Robusta coffee remains under pressure on signs of abundant supplies after Vietnam's General Department of Customs reported Tuesday that Vietnam's Jun coffee exports were up +13.3% y/y at 145,000 MT, and Jan-Jun coffee exports rose +21.7% y/y to 1.027 MMT. Vietnam is the world's biggest producer of robusta coffee beans. The USDA June 7 revised its 2021-22 coffee production estimate for Vietnam upward to 31.58 million bags from 31.1 million bags but said 2022/23 production would fall by -2.2% y/y to 30.9 million bags.
Coffee prices had been on the defensive over the past week, with arabica falling to a 5-week low Tuesday and robusta tumbling to a 10-month low Friday. Last Thursday, the USDA, in its bi-annual report, projected that 2022/23 global coffee production would climb +4.7% y/y to 174.95 mln bags, primarily due to Brazil's arabica crop entering the on-year of the biennial production cycle. The USDA also projects 2022/23 global coffee ending stocks to climb +6.3% y/y to 34.704 mln bags.
Concern that excessive dryness in Brazil may lead to lower coffee yields might limit the downside in coffee prices. Somar Meteorologia reported Monday that Minas Gerais received 0.2 mm of rain last week, or 4% of the historical average. Minas Gerais accounts for about 30% of Brazil's arabica crop.
Coffee prices are supported by the slow pace of Brazil's coffee harvest after Safras & Mercado reported last Thursday that Brazil's 2022/23 coffee harvest was only 35% completed as of June 21, slower than the 5-year average of 44%.
Larger U.S. coffee supplies are negative for prices after the Green Coffee Association reported on June 16 that U.S. May green coffee inventories rose +1.6% m/m and +3.2% y/y to 6.004 million bags.
A supportive factor for arabica coffee is the smaller output in Colombia after the Colombia Coffee Growers Federation reported on June 7 that Colombia's Jan-May coffee production was down -4% y/y at 4.5 million bags.
The International Coffee Organization (ICO) recently cut its global 2020/21 supply estimate to a deficit of -3.13 mln bags from a previous estimate of a +1.2 mln bag surplus. In addition, ICO lowered its global 2020/21 coffee production estimate to 167.17 mln bags from 168.88 mln bags and raised its 2020/21 global coffee consumption estimate to 170.30 mln bags from 167.68 mln bags.

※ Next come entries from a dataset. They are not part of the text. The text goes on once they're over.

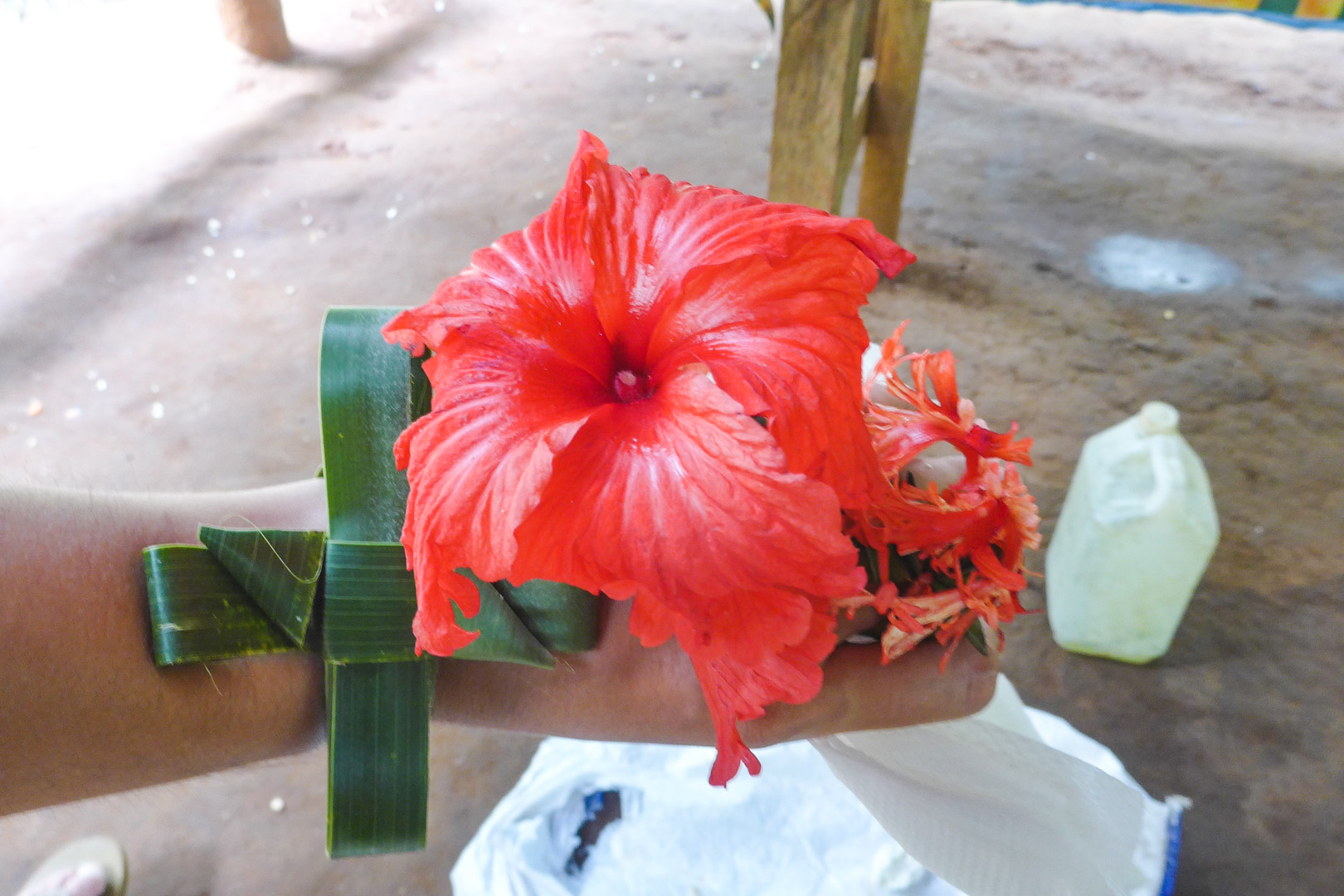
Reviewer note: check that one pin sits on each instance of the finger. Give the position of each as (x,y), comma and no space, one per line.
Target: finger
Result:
(863,694)
(940,470)
(850,625)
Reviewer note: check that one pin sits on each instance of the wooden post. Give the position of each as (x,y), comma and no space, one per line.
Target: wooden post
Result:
(815,130)
(898,43)
(257,26)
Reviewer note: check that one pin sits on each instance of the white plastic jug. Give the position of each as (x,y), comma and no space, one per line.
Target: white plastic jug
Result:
(1137,529)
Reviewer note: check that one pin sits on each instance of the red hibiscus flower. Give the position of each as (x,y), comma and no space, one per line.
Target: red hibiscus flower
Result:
(600,382)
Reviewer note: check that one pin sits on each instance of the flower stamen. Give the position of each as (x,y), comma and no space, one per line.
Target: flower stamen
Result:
(631,386)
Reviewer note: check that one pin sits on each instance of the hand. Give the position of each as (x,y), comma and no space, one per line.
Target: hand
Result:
(622,691)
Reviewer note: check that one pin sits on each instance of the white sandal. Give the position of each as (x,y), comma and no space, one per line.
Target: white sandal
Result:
(81,860)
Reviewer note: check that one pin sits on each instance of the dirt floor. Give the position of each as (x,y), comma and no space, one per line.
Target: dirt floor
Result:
(143,347)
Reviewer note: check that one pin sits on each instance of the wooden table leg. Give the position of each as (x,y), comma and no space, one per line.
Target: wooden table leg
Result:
(899,35)
(821,49)
(257,26)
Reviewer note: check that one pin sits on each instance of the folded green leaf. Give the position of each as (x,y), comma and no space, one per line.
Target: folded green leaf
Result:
(562,617)
(504,637)
(279,570)
(199,613)
(378,778)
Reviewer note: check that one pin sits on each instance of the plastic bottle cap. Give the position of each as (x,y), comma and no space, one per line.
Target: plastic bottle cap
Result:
(1157,418)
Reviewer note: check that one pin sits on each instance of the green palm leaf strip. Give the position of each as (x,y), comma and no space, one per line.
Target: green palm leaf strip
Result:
(251,592)
(279,570)
(199,613)
(377,712)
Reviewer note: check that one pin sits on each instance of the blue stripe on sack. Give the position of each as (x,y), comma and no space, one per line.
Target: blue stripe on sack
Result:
(1175,822)
(1292,22)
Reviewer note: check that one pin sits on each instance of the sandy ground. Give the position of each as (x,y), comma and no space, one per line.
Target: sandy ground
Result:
(140,347)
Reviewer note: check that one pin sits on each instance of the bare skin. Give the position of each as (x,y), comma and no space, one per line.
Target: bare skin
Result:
(85,712)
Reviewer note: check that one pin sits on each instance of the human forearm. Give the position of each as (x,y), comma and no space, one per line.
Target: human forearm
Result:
(84,709)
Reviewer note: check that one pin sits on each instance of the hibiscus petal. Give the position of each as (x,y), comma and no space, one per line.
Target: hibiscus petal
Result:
(689,497)
(735,691)
(477,465)
(686,501)
(784,338)
(533,284)
(767,295)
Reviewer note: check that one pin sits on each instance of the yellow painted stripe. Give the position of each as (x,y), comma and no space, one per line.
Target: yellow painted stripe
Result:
(1239,6)
(1320,8)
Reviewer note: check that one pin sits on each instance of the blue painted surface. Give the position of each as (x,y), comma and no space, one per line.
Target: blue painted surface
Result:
(1277,17)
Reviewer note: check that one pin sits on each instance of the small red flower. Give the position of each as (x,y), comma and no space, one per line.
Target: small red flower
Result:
(971,536)
(596,383)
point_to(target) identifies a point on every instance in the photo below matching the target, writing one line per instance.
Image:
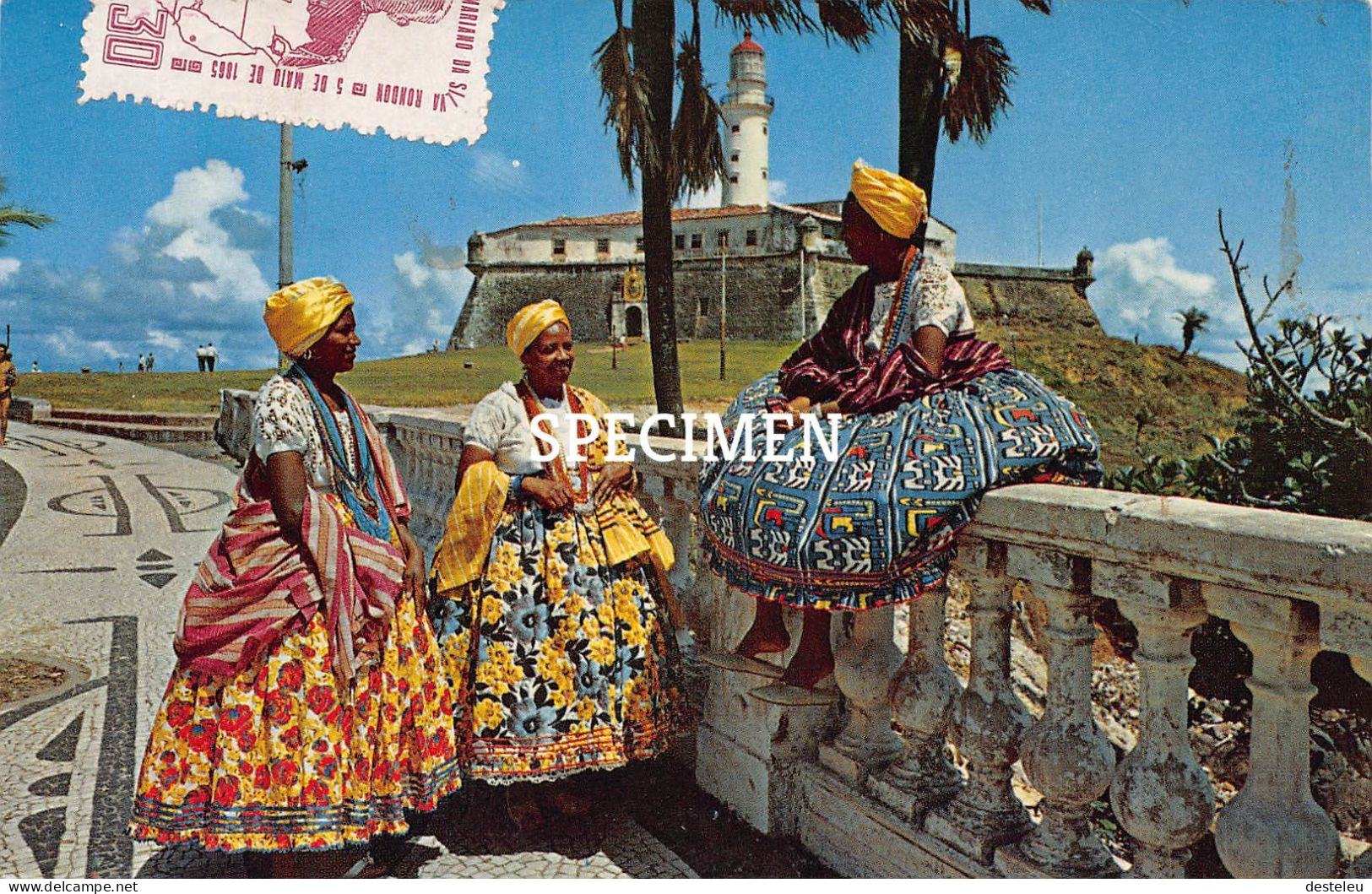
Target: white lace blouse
(500, 425)
(285, 420)
(939, 302)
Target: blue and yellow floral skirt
(560, 661)
(877, 524)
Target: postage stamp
(416, 69)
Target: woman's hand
(794, 408)
(615, 476)
(552, 496)
(413, 576)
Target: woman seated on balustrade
(930, 419)
(550, 590)
(309, 709)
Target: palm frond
(697, 153)
(981, 91)
(851, 21)
(775, 15)
(921, 21)
(625, 94)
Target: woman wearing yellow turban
(549, 587)
(930, 419)
(309, 709)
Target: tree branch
(1266, 358)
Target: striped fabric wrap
(256, 586)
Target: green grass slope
(1109, 379)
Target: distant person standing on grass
(8, 376)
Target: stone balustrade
(876, 799)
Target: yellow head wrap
(897, 206)
(301, 313)
(531, 321)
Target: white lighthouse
(746, 110)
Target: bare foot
(808, 671)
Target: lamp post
(724, 295)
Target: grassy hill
(1109, 379)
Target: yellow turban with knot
(531, 321)
(897, 206)
(301, 313)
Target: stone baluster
(863, 669)
(922, 700)
(988, 722)
(1273, 827)
(1159, 793)
(1065, 753)
(1361, 867)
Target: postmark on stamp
(416, 69)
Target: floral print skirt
(560, 661)
(281, 759)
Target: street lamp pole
(724, 294)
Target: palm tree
(951, 81)
(1192, 322)
(14, 215)
(640, 69)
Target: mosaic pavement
(98, 540)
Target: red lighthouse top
(748, 46)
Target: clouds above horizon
(191, 270)
(1141, 288)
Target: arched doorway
(634, 321)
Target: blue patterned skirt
(878, 524)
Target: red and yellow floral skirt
(280, 759)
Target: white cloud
(496, 169)
(182, 274)
(424, 305)
(1141, 288)
(190, 211)
(84, 351)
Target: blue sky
(1132, 122)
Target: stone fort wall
(762, 296)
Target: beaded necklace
(557, 467)
(358, 491)
(903, 299)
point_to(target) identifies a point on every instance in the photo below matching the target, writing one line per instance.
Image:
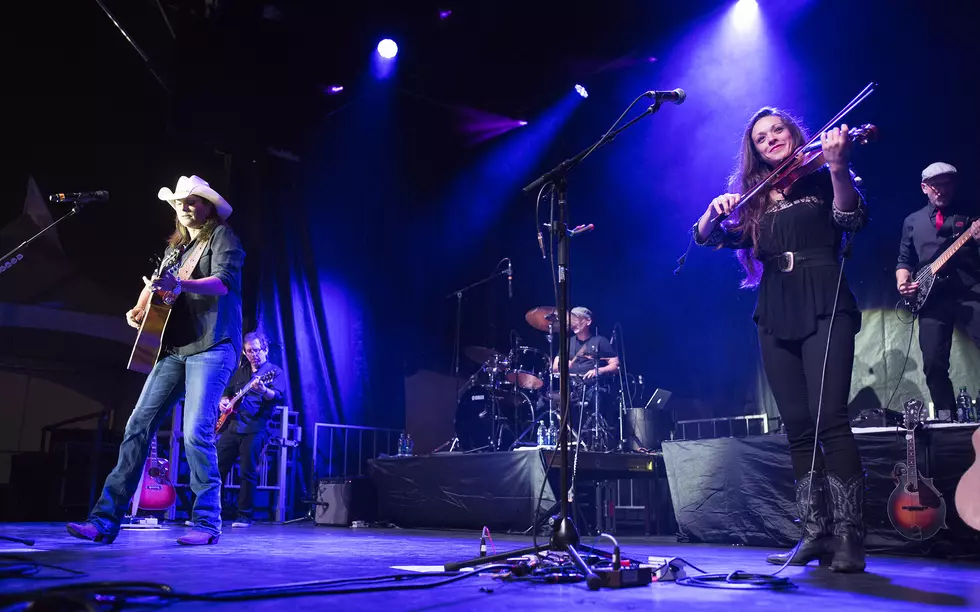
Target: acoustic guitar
(916, 508)
(928, 273)
(266, 378)
(967, 496)
(155, 491)
(156, 313)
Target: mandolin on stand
(916, 508)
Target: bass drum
(474, 417)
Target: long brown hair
(181, 237)
(750, 169)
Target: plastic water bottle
(963, 404)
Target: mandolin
(916, 508)
(266, 378)
(967, 496)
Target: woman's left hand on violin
(836, 145)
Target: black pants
(794, 368)
(936, 324)
(249, 447)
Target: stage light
(387, 48)
(745, 12)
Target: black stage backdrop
(740, 490)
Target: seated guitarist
(954, 301)
(247, 430)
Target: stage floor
(266, 555)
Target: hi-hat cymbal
(481, 354)
(539, 317)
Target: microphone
(677, 96)
(80, 197)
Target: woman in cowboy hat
(201, 347)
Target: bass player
(954, 301)
(247, 431)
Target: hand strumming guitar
(225, 404)
(134, 317)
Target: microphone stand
(74, 210)
(454, 369)
(564, 537)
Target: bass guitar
(156, 313)
(155, 491)
(968, 490)
(266, 378)
(928, 273)
(916, 508)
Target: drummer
(585, 350)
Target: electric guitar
(266, 378)
(916, 508)
(156, 313)
(968, 490)
(155, 492)
(928, 273)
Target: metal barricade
(345, 449)
(723, 427)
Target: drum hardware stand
(564, 537)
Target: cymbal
(481, 354)
(539, 317)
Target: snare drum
(474, 417)
(529, 368)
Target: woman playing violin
(788, 240)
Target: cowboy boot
(846, 506)
(89, 531)
(817, 541)
(197, 538)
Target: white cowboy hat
(195, 185)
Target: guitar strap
(187, 268)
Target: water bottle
(963, 404)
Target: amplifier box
(343, 501)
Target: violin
(809, 159)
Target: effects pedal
(623, 578)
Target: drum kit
(513, 399)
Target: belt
(807, 258)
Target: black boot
(817, 542)
(846, 506)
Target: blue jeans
(200, 379)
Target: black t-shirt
(790, 303)
(198, 322)
(922, 242)
(252, 413)
(595, 345)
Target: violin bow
(867, 91)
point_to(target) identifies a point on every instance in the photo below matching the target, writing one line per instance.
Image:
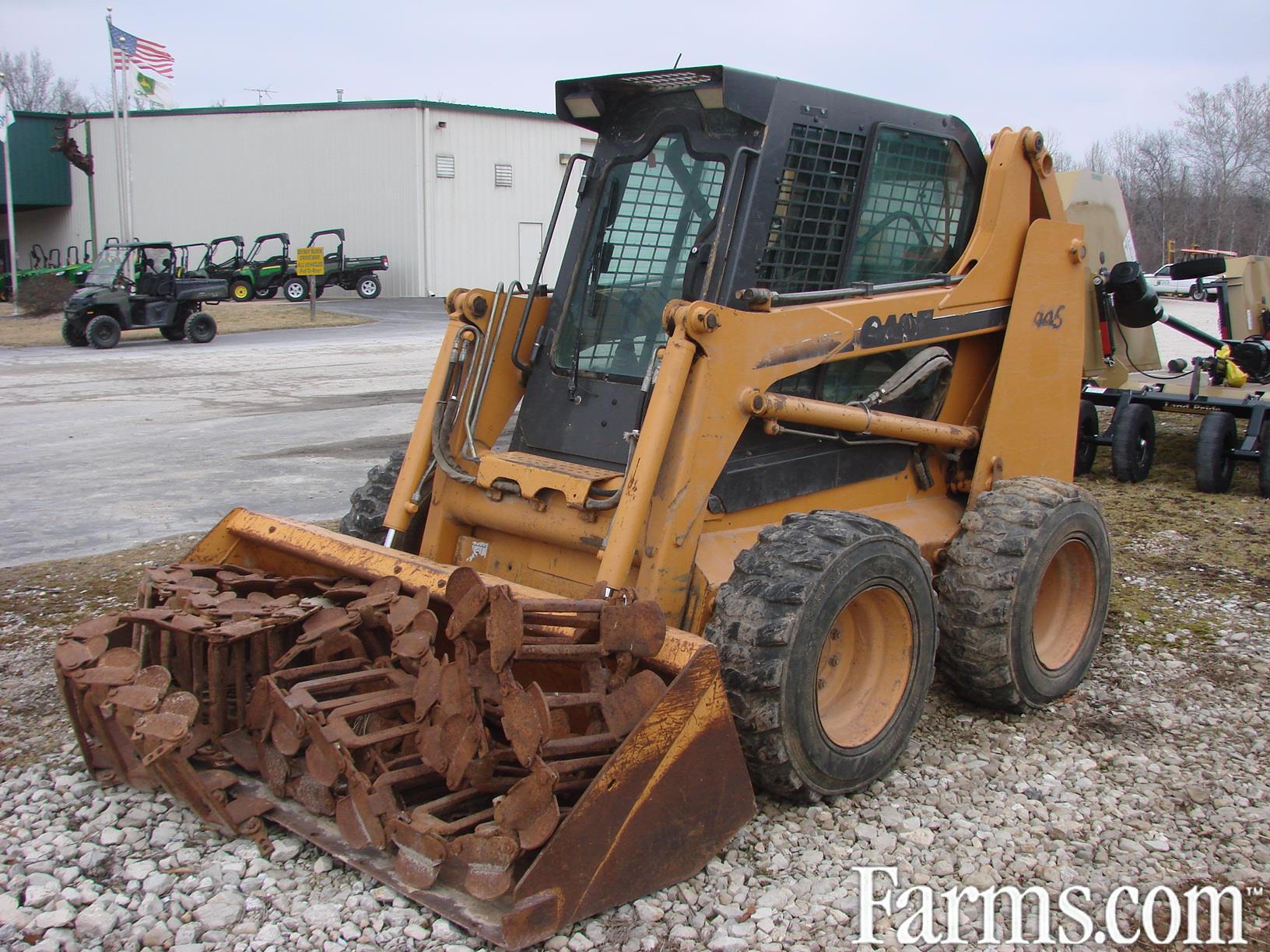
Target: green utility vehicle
(72, 267)
(265, 269)
(221, 258)
(349, 273)
(135, 287)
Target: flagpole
(118, 134)
(128, 144)
(9, 203)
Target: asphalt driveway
(100, 450)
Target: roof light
(584, 106)
(710, 96)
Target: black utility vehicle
(135, 287)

However, Citigroup on May 4 projected that the 2022/23 global coffee market would shift to a surplus of +3.5 mln bags from a 2021/22 global coffee deficit of -7.3 mln bags.
Big Picture Coffee Market Factors: World coffee production in 2020/21 (Oct/Sep) will fall -2.1% y/y to 167.17 mln bags, with global consumption up +3.3% y/y at 170.298 mln bags (ICO). The world coffee surplus/deficit in 2020/21 will fall into a deficit of -3.128 mln bags from a surplus of +5.965 mln bags in 2019/20 (ICO). Total Brazil 2020/21 coffee exports rose +13.3% y/y to a record 45.6 mln bags (CeCafe). ICO data shows global 2020/21 coffee exports (Oct-Sep) rose +1.2% y/y to 128.931 mln bags.